Toshimasa Matsuoka was born in Osaka, Japan in 1966. He received the B.S., M.S. and Ph.D. degrees in electronic engineering from Osaka University, Osaka, Japan, in 1989, 1991 and 1996, respectively. During 1988–1991, he was involved in the research of heterostructures and superlattices of GaAs and related compounds. During 1991–1998, he worked for the Central Research Laboratories, Sharp Corporation, Nara, Japan,

where he was engaged in the research and development of deep submicron CMOS devices and ultra thin gate oxides. Since 1999, he has been worked with Osaka University. His current research includes phase lock loops and CMOS RF circuits. Dr. Matsuoka is a member of the Japan Society of Applied Physics and the IEEE.

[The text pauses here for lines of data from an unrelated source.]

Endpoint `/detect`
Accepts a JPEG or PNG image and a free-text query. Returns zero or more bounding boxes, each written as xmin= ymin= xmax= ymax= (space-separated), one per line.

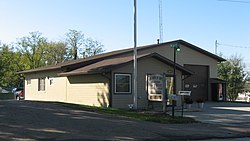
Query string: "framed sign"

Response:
xmin=147 ymin=74 xmax=164 ymax=101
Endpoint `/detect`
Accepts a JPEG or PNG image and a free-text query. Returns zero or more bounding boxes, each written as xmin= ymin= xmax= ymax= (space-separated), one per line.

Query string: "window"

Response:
xmin=115 ymin=73 xmax=131 ymax=94
xmin=38 ymin=78 xmax=45 ymax=91
xmin=49 ymin=78 xmax=54 ymax=86
xmin=27 ymin=79 xmax=31 ymax=86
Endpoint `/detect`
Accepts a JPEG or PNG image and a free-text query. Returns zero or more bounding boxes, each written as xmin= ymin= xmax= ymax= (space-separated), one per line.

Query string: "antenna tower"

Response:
xmin=159 ymin=0 xmax=163 ymax=43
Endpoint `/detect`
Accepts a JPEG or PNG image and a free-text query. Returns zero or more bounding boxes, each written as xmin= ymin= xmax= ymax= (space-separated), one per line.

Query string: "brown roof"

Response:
xmin=58 ymin=52 xmax=193 ymax=76
xmin=19 ymin=39 xmax=225 ymax=74
xmin=18 ymin=48 xmax=132 ymax=74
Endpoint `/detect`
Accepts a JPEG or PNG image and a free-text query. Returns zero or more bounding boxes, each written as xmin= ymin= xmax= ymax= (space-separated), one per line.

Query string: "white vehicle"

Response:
xmin=13 ymin=87 xmax=24 ymax=100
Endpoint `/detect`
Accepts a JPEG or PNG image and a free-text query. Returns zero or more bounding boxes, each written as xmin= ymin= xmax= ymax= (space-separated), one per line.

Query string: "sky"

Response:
xmin=0 ymin=0 xmax=250 ymax=71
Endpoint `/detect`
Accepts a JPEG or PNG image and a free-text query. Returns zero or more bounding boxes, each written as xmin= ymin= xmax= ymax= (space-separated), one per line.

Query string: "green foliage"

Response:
xmin=17 ymin=31 xmax=48 ymax=69
xmin=65 ymin=29 xmax=84 ymax=60
xmin=0 ymin=93 xmax=14 ymax=100
xmin=83 ymin=38 xmax=105 ymax=58
xmin=218 ymin=55 xmax=248 ymax=101
xmin=0 ymin=30 xmax=104 ymax=88
xmin=44 ymin=42 xmax=67 ymax=65
xmin=65 ymin=29 xmax=104 ymax=60
xmin=0 ymin=44 xmax=24 ymax=87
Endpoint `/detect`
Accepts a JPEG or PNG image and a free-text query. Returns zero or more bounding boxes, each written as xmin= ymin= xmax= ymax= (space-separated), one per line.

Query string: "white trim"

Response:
xmin=115 ymin=73 xmax=132 ymax=94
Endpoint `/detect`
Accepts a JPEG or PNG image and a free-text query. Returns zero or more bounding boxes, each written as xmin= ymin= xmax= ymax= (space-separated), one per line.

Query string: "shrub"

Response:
xmin=184 ymin=97 xmax=193 ymax=104
xmin=196 ymin=98 xmax=204 ymax=103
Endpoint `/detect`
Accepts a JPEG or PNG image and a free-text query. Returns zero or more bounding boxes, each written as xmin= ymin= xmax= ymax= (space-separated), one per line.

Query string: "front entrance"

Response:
xmin=184 ymin=65 xmax=209 ymax=101
xmin=210 ymin=78 xmax=227 ymax=101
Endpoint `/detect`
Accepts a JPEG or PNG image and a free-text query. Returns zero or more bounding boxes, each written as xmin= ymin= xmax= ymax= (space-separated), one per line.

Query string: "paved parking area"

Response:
xmin=183 ymin=102 xmax=250 ymax=125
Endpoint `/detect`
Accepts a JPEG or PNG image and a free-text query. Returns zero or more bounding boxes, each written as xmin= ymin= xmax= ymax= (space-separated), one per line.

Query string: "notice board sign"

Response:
xmin=178 ymin=91 xmax=191 ymax=96
xmin=147 ymin=74 xmax=164 ymax=101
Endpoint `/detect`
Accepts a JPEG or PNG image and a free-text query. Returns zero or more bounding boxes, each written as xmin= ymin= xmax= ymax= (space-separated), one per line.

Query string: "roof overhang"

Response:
xmin=17 ymin=65 xmax=61 ymax=74
xmin=18 ymin=39 xmax=223 ymax=75
xmin=210 ymin=78 xmax=227 ymax=83
xmin=58 ymin=52 xmax=193 ymax=77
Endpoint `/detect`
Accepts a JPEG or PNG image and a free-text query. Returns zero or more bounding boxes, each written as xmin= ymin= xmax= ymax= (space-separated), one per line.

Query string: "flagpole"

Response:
xmin=133 ymin=0 xmax=138 ymax=109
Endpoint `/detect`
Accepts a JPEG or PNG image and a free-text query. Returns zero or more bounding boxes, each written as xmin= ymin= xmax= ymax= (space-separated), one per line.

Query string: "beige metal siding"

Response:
xmin=66 ymin=74 xmax=109 ymax=107
xmin=111 ymin=63 xmax=133 ymax=108
xmin=24 ymin=71 xmax=109 ymax=107
xmin=139 ymin=44 xmax=218 ymax=78
xmin=138 ymin=44 xmax=218 ymax=102
xmin=112 ymin=57 xmax=181 ymax=109
xmin=138 ymin=58 xmax=182 ymax=109
xmin=24 ymin=70 xmax=67 ymax=102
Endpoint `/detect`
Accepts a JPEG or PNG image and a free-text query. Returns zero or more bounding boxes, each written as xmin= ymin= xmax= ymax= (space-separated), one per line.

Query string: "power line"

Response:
xmin=217 ymin=42 xmax=250 ymax=49
xmin=217 ymin=0 xmax=250 ymax=4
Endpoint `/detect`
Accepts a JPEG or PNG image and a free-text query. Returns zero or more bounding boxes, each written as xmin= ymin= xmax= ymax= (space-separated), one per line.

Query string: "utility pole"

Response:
xmin=133 ymin=0 xmax=138 ymax=109
xmin=170 ymin=43 xmax=180 ymax=118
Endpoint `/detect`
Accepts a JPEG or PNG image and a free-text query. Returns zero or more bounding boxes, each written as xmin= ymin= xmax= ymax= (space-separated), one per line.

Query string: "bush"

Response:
xmin=0 ymin=93 xmax=14 ymax=100
xmin=196 ymin=98 xmax=204 ymax=103
xmin=184 ymin=97 xmax=193 ymax=104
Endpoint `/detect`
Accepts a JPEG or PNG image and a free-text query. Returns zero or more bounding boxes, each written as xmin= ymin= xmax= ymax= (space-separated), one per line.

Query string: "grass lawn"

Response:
xmin=59 ymin=102 xmax=197 ymax=124
xmin=0 ymin=93 xmax=14 ymax=100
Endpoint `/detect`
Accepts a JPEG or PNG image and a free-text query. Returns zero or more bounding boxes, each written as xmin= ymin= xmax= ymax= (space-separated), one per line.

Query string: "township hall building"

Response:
xmin=19 ymin=40 xmax=226 ymax=109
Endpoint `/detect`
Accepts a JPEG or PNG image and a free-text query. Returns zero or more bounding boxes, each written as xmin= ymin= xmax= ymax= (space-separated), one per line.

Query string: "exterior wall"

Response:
xmin=112 ymin=57 xmax=181 ymax=109
xmin=24 ymin=70 xmax=67 ymax=102
xmin=66 ymin=74 xmax=109 ymax=107
xmin=138 ymin=44 xmax=218 ymax=102
xmin=25 ymin=70 xmax=109 ymax=107
xmin=138 ymin=44 xmax=218 ymax=78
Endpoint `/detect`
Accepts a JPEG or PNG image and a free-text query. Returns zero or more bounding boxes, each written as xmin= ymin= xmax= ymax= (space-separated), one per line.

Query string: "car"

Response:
xmin=13 ymin=87 xmax=24 ymax=100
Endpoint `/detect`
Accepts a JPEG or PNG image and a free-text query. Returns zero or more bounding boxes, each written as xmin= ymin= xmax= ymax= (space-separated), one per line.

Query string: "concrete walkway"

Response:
xmin=177 ymin=102 xmax=250 ymax=140
xmin=182 ymin=102 xmax=250 ymax=125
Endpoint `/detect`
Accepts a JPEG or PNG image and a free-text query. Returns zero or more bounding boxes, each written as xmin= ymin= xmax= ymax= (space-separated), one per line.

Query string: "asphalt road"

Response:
xmin=0 ymin=100 xmax=249 ymax=141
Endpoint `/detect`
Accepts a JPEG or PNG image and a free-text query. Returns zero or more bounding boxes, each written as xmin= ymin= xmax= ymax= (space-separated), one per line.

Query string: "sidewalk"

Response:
xmin=171 ymin=102 xmax=250 ymax=140
xmin=129 ymin=102 xmax=250 ymax=140
xmin=181 ymin=102 xmax=250 ymax=125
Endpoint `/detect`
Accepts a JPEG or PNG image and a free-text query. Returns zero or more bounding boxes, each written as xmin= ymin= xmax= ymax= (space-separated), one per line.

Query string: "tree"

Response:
xmin=65 ymin=29 xmax=84 ymax=60
xmin=17 ymin=32 xmax=48 ymax=69
xmin=0 ymin=44 xmax=24 ymax=87
xmin=0 ymin=30 xmax=104 ymax=88
xmin=83 ymin=38 xmax=104 ymax=58
xmin=218 ymin=55 xmax=248 ymax=101
xmin=44 ymin=42 xmax=67 ymax=65
xmin=65 ymin=29 xmax=105 ymax=60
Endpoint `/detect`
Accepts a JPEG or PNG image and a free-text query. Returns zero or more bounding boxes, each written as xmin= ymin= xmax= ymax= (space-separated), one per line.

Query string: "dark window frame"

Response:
xmin=114 ymin=73 xmax=132 ymax=95
xmin=26 ymin=79 xmax=31 ymax=85
xmin=49 ymin=78 xmax=54 ymax=86
xmin=38 ymin=78 xmax=46 ymax=91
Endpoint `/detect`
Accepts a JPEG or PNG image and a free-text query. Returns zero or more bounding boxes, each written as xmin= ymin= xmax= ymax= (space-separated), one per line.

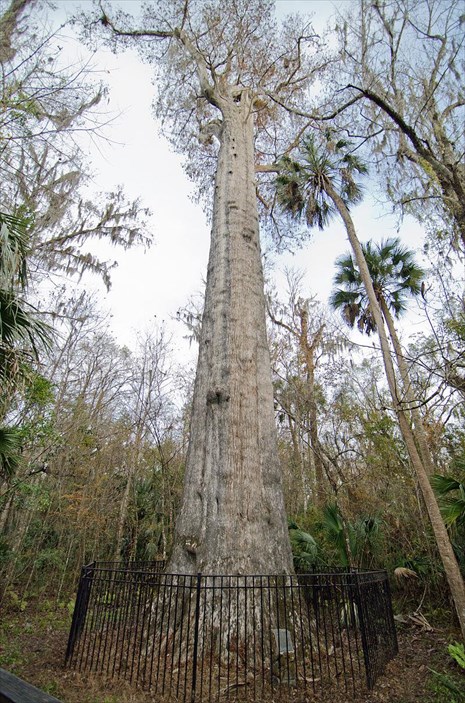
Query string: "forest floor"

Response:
xmin=0 ymin=595 xmax=464 ymax=703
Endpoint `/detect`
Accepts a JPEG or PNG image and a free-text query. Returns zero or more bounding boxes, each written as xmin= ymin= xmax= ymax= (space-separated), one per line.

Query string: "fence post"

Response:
xmin=65 ymin=562 xmax=95 ymax=664
xmin=383 ymin=570 xmax=399 ymax=656
xmin=353 ymin=571 xmax=373 ymax=690
xmin=190 ymin=572 xmax=202 ymax=703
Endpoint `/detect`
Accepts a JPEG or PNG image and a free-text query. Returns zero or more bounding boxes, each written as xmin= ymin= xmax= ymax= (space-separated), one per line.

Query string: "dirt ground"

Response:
xmin=0 ymin=598 xmax=464 ymax=703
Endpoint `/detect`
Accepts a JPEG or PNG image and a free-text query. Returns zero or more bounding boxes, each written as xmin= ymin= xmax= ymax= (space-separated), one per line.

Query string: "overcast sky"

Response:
xmin=51 ymin=0 xmax=427 ymax=360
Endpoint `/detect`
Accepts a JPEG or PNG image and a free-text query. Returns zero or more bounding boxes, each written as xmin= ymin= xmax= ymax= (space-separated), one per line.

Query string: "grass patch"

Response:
xmin=427 ymin=670 xmax=465 ymax=703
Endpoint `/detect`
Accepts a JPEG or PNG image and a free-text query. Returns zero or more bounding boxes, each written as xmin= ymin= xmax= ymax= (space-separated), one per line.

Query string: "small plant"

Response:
xmin=428 ymin=641 xmax=465 ymax=702
xmin=66 ymin=597 xmax=76 ymax=617
xmin=42 ymin=680 xmax=59 ymax=695
xmin=448 ymin=641 xmax=465 ymax=669
xmin=5 ymin=589 xmax=28 ymax=612
xmin=0 ymin=646 xmax=24 ymax=668
xmin=288 ymin=520 xmax=319 ymax=571
xmin=427 ymin=670 xmax=465 ymax=702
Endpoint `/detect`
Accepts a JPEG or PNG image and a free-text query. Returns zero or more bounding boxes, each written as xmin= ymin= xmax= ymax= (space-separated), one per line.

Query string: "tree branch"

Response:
xmin=99 ymin=5 xmax=217 ymax=106
xmin=345 ymin=83 xmax=459 ymax=186
xmin=265 ymin=91 xmax=363 ymax=121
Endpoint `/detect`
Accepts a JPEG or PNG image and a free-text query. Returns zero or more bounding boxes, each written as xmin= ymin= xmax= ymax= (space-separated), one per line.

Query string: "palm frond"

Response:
xmin=0 ymin=290 xmax=52 ymax=354
xmin=440 ymin=500 xmax=465 ymax=527
xmin=357 ymin=307 xmax=377 ymax=335
xmin=289 ymin=523 xmax=319 ymax=570
xmin=431 ymin=474 xmax=462 ymax=495
xmin=0 ymin=425 xmax=22 ymax=480
xmin=320 ymin=503 xmax=350 ymax=567
xmin=330 ymin=237 xmax=423 ymax=333
xmin=431 ymin=473 xmax=465 ymax=528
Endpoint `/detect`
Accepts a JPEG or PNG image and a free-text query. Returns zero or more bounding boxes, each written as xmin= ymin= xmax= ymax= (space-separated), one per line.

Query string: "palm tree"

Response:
xmin=0 ymin=210 xmax=52 ymax=519
xmin=276 ymin=133 xmax=465 ymax=640
xmin=329 ymin=239 xmax=436 ymax=477
xmin=276 ymin=133 xmax=366 ymax=230
xmin=330 ymin=238 xmax=423 ymax=336
xmin=0 ymin=211 xmax=51 ymax=407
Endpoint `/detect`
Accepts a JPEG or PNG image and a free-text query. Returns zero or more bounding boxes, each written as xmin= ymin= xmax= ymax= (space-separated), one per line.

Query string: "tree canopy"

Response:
xmin=328 ymin=0 xmax=465 ymax=252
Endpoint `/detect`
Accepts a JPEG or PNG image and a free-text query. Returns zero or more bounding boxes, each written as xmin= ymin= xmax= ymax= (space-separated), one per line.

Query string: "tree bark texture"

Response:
xmin=168 ymin=88 xmax=293 ymax=576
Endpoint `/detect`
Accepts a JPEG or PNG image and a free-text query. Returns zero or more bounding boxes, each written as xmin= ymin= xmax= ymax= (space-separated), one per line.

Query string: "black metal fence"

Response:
xmin=65 ymin=562 xmax=397 ymax=702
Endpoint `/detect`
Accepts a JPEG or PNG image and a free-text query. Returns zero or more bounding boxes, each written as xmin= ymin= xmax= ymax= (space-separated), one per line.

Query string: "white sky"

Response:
xmin=48 ymin=0 xmax=428 ymax=361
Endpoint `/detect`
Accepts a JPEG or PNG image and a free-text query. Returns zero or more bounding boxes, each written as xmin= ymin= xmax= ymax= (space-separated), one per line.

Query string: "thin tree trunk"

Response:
xmin=0 ymin=489 xmax=13 ymax=534
xmin=326 ymin=180 xmax=465 ymax=640
xmin=1 ymin=503 xmax=33 ymax=600
xmin=114 ymin=468 xmax=131 ymax=562
xmin=299 ymin=311 xmax=325 ymax=506
xmin=0 ymin=0 xmax=35 ymax=62
xmin=380 ymin=298 xmax=436 ymax=476
xmin=287 ymin=412 xmax=308 ymax=514
xmin=168 ymin=87 xmax=293 ymax=575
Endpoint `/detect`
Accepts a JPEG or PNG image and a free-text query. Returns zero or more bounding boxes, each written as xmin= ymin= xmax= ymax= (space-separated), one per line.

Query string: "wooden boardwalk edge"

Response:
xmin=0 ymin=667 xmax=63 ymax=703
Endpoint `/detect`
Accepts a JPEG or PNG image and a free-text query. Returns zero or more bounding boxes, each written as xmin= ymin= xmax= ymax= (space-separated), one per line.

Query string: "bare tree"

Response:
xmin=0 ymin=0 xmax=152 ymax=288
xmin=114 ymin=326 xmax=180 ymax=561
xmin=268 ymin=273 xmax=332 ymax=509
xmin=331 ymin=0 xmax=465 ymax=252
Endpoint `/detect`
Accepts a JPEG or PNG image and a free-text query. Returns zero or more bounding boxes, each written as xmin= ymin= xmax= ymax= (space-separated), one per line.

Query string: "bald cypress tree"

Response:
xmin=94 ymin=0 xmax=323 ymax=575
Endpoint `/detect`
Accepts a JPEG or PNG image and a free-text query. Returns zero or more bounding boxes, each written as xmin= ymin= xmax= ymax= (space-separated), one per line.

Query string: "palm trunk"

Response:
xmin=326 ymin=180 xmax=465 ymax=640
xmin=380 ymin=297 xmax=436 ymax=476
xmin=168 ymin=87 xmax=293 ymax=575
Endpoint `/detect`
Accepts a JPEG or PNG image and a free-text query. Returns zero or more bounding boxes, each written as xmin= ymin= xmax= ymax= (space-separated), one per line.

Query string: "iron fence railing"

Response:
xmin=65 ymin=562 xmax=397 ymax=702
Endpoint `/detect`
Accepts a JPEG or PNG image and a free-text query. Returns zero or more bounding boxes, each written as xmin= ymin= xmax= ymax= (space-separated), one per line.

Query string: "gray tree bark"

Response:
xmin=168 ymin=86 xmax=293 ymax=575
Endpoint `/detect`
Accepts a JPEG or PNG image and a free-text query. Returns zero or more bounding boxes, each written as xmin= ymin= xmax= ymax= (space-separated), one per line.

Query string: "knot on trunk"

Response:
xmin=185 ymin=538 xmax=198 ymax=555
xmin=206 ymin=388 xmax=230 ymax=405
xmin=199 ymin=118 xmax=223 ymax=145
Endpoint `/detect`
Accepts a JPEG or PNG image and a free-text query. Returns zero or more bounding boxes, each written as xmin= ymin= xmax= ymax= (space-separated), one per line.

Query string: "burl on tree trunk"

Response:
xmin=168 ymin=87 xmax=293 ymax=576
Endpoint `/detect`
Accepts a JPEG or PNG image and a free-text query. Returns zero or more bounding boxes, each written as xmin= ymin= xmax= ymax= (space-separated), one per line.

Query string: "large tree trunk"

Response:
xmin=326 ymin=180 xmax=465 ymax=641
xmin=168 ymin=87 xmax=293 ymax=576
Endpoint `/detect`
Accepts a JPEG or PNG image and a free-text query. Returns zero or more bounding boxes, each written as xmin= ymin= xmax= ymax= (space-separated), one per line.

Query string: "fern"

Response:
xmin=448 ymin=641 xmax=465 ymax=669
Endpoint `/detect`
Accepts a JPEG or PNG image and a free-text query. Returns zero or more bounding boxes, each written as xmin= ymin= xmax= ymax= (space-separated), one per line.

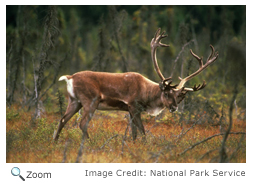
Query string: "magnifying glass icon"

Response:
xmin=11 ymin=167 xmax=25 ymax=181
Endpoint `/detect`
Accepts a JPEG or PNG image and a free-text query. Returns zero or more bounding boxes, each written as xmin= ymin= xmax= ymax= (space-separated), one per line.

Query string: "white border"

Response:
xmin=2 ymin=1 xmax=252 ymax=184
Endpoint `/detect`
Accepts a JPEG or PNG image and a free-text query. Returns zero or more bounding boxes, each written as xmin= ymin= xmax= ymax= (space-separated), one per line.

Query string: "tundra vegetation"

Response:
xmin=6 ymin=5 xmax=245 ymax=163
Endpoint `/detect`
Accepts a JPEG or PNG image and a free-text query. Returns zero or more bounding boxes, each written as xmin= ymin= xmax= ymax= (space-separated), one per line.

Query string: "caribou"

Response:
xmin=53 ymin=28 xmax=218 ymax=141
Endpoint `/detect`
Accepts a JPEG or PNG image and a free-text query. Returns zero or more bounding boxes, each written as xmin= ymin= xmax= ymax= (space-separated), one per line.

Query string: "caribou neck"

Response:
xmin=143 ymin=82 xmax=165 ymax=116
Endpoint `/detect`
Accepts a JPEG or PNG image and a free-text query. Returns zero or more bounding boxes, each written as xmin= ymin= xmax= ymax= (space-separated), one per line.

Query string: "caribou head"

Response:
xmin=150 ymin=28 xmax=218 ymax=113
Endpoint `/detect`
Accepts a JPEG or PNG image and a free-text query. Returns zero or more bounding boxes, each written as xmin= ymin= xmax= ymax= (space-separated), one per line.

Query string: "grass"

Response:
xmin=6 ymin=104 xmax=246 ymax=163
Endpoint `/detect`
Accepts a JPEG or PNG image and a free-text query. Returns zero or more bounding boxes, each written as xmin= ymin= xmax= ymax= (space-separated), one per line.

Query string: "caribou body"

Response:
xmin=53 ymin=28 xmax=218 ymax=141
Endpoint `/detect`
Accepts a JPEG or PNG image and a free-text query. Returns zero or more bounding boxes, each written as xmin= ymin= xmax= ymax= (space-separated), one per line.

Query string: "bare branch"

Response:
xmin=175 ymin=114 xmax=204 ymax=142
xmin=100 ymin=134 xmax=119 ymax=149
xmin=121 ymin=122 xmax=130 ymax=156
xmin=75 ymin=97 xmax=98 ymax=163
xmin=178 ymin=132 xmax=245 ymax=156
xmin=170 ymin=40 xmax=194 ymax=77
xmin=219 ymin=86 xmax=238 ymax=162
xmin=195 ymin=148 xmax=219 ymax=163
xmin=62 ymin=139 xmax=70 ymax=163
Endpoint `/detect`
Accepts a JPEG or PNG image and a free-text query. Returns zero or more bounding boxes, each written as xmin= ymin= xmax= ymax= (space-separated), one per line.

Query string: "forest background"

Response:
xmin=6 ymin=5 xmax=246 ymax=163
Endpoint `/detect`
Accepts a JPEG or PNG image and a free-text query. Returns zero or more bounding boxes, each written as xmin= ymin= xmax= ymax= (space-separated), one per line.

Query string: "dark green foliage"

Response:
xmin=6 ymin=5 xmax=246 ymax=123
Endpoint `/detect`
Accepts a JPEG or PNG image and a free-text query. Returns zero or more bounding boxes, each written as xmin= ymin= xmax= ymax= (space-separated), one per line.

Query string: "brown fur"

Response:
xmin=53 ymin=71 xmax=180 ymax=141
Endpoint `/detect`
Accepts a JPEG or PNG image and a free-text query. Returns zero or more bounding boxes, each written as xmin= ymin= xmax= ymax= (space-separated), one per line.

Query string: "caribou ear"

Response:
xmin=159 ymin=82 xmax=165 ymax=91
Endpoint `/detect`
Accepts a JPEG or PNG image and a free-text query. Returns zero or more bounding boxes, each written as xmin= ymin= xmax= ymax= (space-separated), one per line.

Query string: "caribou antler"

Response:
xmin=151 ymin=28 xmax=177 ymax=90
xmin=176 ymin=45 xmax=219 ymax=91
xmin=150 ymin=28 xmax=170 ymax=82
xmin=150 ymin=28 xmax=218 ymax=93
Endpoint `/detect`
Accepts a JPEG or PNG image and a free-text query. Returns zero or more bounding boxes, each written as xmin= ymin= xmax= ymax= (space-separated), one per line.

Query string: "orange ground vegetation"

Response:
xmin=6 ymin=104 xmax=246 ymax=163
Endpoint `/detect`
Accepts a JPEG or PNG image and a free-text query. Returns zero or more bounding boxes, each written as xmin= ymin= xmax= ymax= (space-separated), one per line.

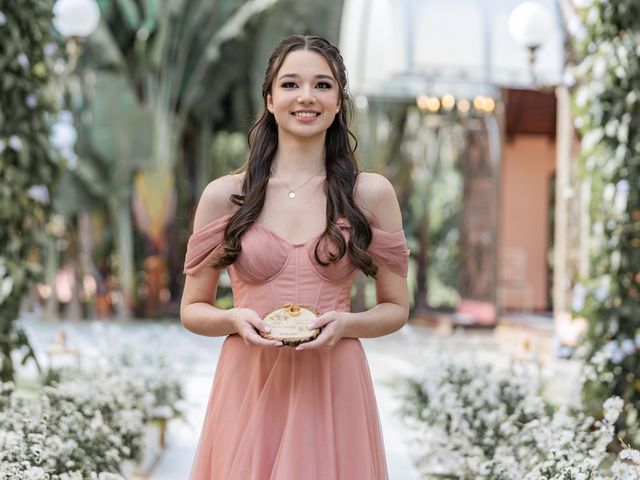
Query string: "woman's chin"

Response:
xmin=278 ymin=124 xmax=328 ymax=140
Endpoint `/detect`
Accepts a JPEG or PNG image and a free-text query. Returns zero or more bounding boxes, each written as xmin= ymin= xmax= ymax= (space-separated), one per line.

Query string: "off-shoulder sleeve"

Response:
xmin=183 ymin=213 xmax=231 ymax=275
xmin=368 ymin=227 xmax=411 ymax=277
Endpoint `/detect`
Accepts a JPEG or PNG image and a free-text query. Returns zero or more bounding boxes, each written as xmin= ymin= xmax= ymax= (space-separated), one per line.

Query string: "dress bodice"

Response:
xmin=183 ymin=213 xmax=409 ymax=316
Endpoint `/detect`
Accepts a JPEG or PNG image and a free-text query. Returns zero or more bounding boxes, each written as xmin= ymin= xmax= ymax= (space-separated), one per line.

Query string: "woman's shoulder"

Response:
xmin=354 ymin=171 xmax=402 ymax=231
xmin=193 ymin=173 xmax=243 ymax=230
xmin=354 ymin=171 xmax=395 ymax=199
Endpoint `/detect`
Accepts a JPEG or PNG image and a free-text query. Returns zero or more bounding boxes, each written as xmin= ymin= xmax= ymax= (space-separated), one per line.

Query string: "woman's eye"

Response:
xmin=280 ymin=81 xmax=332 ymax=89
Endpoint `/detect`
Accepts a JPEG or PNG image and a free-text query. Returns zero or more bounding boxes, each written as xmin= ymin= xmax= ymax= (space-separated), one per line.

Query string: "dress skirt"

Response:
xmin=189 ymin=334 xmax=389 ymax=480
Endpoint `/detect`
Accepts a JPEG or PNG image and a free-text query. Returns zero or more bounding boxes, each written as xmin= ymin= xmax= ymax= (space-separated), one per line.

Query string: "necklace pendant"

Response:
xmin=288 ymin=191 xmax=296 ymax=199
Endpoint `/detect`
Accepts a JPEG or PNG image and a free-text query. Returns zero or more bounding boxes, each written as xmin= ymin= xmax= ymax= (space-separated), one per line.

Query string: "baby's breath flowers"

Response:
xmin=0 ymin=347 xmax=183 ymax=478
xmin=612 ymin=440 xmax=640 ymax=480
xmin=0 ymin=376 xmax=135 ymax=479
xmin=400 ymin=357 xmax=636 ymax=479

Kenji Taniguchi received the B.S., M.S. and Ph.D. degrees from Osaka University, Osaka, Japan, in 1971, 1973 and 1986 respectively. From 1973 to 1986, he worked for Toshiba Research and Development Center, Kawasaki, Japan where he was engaged in process modeling and the design of MOS LSI fabrication technology. He was a Visiting Scientist at Massachusetts Institute of Technology, Cambridge, from July 1982 to November

1983. Presently, he is a Professor of Electronics Engineering at Osaka University. His current research interests are in analog circuits, radio frequency circuits, device physics and process technology. Prof. Taniguchi is a member of the Japan Society of Applied Physics. He is a fellow of the IEEE.